Вы просчитались, проклятые гады!

Финал обрушивает на слушателя обычный для Джамбула каскад метафор-афоризмов: «Шакалу звезды не укусить. / Солнце собаке не погасить. / Сталин — солнце наше, и с ним /Мы побеждали и победим! / А собакам поганым, бешеным псам, / На брюхе из ямы ползущим к нам, / Приговор вынесен в каждом ауле — / Каждой собаке в череп по пуле»[111].

Дегуманизация врага происходит в полном соответствии с фольклорной образностью. Собаки и шакалы сменяются змеями. В стихотворении «О змеях» (1937) инфернальность врагов обусловлена самой их «змеиной» природой: «Фашистские змеи, троцкистские змеи, / Всех гадов земли смертоносней и злее. / Родили их душная злоба и мрак. / Скрывают они ядовитые жала, / Подлее они шелудивых шакалов / И злее взбесившихся диких собак». Эта фольклорная метафорика имеет еще одну, на этот раз имплицитную функцию: ликвидацию самой возможности рационального дискурса о «враге». Враг — это не просто метафора Другого. Другость определяется здесь в иррациональных категориях, она — сугубо эстетический продукт. Поэтому столь важно движение метафоры от «дескрипции» к прямому действию:

Мы страха не знаем. Не страшны нам змеи.

У этих ползучих и склизких злодеев

Смертельное жало, но короток хвост.

По воле народа мы вышли в дозоры,

Разроем змеиные грязные норы,

Разрушим скопленье поганых их гнезд.

Так пусть же трепещут народа враги.

Обрушим священную силу закона,

Растопчем всех змей, перебьем скорпионов, —

Раздавим змеиные языки

[112]

.

В формульной фиксированности фольклорного бестиария врагам (змеям, жабам, скорпионам, собакам, волкам и шакалам) противостоят батыры (львы, орлы и соколы). И первый из них — Ежов. Ему Джамбул посвятил до десятка песен, чем внес самый значительный вклад в ежовиану, став главным ее поэтом. Наибольшую известность получила его «Песня о наркоме Ежове» (1937), которую Вл. Луговской назвал «лучшим, что написано о доблести, о суровой чистоте человека, олицетворяющего собой обнаженный меч революции»[113].
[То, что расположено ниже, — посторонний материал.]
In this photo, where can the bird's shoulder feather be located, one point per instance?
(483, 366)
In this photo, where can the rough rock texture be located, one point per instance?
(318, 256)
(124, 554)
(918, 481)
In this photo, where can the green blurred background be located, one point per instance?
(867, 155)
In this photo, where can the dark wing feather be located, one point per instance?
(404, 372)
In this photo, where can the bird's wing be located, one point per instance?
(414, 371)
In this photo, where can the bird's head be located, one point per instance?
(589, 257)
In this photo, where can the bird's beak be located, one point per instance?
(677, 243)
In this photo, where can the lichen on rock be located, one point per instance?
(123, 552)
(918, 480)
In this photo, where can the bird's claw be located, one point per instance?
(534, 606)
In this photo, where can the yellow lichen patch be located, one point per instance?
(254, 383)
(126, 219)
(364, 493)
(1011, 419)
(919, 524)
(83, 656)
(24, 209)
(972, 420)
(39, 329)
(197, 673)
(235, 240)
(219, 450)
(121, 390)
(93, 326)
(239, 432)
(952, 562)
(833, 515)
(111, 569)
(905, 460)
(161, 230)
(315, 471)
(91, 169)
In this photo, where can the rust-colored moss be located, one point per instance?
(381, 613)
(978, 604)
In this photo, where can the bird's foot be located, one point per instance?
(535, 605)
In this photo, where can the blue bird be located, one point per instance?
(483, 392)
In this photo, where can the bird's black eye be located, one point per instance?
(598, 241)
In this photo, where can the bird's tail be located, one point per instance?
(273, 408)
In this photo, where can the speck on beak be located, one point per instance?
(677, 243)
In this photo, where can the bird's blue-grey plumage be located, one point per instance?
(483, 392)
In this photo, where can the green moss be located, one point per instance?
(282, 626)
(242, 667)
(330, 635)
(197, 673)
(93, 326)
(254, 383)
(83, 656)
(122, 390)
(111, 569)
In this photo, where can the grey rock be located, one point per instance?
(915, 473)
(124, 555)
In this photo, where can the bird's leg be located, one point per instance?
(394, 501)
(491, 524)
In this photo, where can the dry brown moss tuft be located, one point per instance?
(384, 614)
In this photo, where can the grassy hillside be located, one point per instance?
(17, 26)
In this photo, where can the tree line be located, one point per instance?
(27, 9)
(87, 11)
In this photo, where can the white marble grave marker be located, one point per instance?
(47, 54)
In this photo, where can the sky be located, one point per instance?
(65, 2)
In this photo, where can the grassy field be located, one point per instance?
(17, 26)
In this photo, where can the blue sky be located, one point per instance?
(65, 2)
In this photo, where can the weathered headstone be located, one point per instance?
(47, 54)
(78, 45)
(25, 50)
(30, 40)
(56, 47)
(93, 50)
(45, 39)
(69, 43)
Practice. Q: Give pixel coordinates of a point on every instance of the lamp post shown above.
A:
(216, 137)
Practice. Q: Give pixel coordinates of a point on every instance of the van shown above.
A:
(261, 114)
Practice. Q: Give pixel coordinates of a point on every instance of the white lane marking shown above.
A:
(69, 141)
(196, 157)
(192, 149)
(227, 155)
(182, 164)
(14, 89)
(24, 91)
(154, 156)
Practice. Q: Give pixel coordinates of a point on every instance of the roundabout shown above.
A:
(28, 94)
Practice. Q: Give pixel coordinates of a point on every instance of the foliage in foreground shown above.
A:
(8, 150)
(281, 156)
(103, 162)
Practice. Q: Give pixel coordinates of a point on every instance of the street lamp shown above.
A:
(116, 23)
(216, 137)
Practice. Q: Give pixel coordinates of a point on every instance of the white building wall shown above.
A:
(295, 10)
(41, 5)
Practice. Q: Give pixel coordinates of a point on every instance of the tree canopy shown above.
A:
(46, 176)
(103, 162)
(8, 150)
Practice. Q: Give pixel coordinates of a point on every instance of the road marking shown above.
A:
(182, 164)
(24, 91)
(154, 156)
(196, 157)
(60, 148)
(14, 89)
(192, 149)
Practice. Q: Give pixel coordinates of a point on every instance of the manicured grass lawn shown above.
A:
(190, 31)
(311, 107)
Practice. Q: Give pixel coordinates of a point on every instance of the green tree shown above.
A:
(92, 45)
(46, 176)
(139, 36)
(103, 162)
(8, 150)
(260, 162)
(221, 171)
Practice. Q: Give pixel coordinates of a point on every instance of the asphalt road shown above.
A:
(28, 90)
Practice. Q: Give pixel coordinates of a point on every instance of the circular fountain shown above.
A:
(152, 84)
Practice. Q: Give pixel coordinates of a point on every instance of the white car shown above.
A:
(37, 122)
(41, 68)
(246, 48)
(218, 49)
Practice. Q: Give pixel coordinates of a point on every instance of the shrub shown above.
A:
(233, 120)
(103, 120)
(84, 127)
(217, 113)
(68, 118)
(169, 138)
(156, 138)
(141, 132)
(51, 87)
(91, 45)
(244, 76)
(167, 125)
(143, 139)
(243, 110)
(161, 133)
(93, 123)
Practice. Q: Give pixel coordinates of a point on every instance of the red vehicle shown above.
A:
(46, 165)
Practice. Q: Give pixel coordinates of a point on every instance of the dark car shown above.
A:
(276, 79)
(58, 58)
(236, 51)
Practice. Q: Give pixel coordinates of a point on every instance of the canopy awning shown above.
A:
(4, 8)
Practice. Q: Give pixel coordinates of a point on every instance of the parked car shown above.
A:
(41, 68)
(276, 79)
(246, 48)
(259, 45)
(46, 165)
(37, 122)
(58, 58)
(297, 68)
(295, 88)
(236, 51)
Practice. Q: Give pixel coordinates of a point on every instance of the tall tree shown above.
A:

Вообще мотив «обнаженности» играет важную роль в ежовиане. В «Поэме о наркоме Ежове» мы узнаем, что он — «меч, обнаженный спокойно и грозно». А «Песня о батыре Ежове» начиналась словами:

Кочуй по джайляу

[114]

, лети по аулам,

Степная гортанная песня Джамбула

О верном и преданном сталинском друге,

Враги пред которым трепещут в испуге. <…>

Он снится шпионам, злодеям заклятым.

Всегда с обнаженным разящим булатом.

(Пер. К. Алтайский)[115]

В первых газетных публикациях последняя строка шла, однако, в иной редакции: «Он снится шпионам, злодеям заклятым, / Всегда — обнаженным, разящим булатом». Запятая в последней строке делала текст двусмысленным: то ли батыр Ежов разил врага обнаженным булатом, то ли снился врагу обнаженным. Как бы то ни было, текст последней строки был изменен. Но поскольку тексты ежовианы исчезли из обращения сразу после снятия Ежова с поста наркома НКВД и с тех пор не публиковались, мало кто обратил внимание на факт встречи Джамбула с любимым наркомом 8 января 1938 года, который также не упоминается в публикациях Джамбула и о Джамбуле после 1938 года. Однако сам Джамбул описывал эту встречу в своем интервью «Мое счастье»[116], которое впоследствии многократно переиздавалось в купированном виде. Встреча произвела на акына столь глубокое впечатление, что он создал очередную песню «Встреча с товарищем Ежовым» (1938), начинавшуюся словами: «Из края, где над степью несется крик орлов, / К тебе я рвался сердцем, любимый мой Ежов! / Во снах ты мне являлся в степи в ночную тьму, / И вот тебя я вижу и крепко руку жму. / Батыр легенд и песен, стоишь ты предо мной / Со светлою улыбкой, приветливый, родной». (Пер. К. Алтайский)[117]. Эти явления «родного» Ежова (который, как известно, не чуждался однополых связей) во сне — то «со светлою улыбкой», а то и вовсе обнаженным — воспринимаются не только как сублимация насилия, но и как эротизация его, выдавая присущую ему латентную гомосексуальность.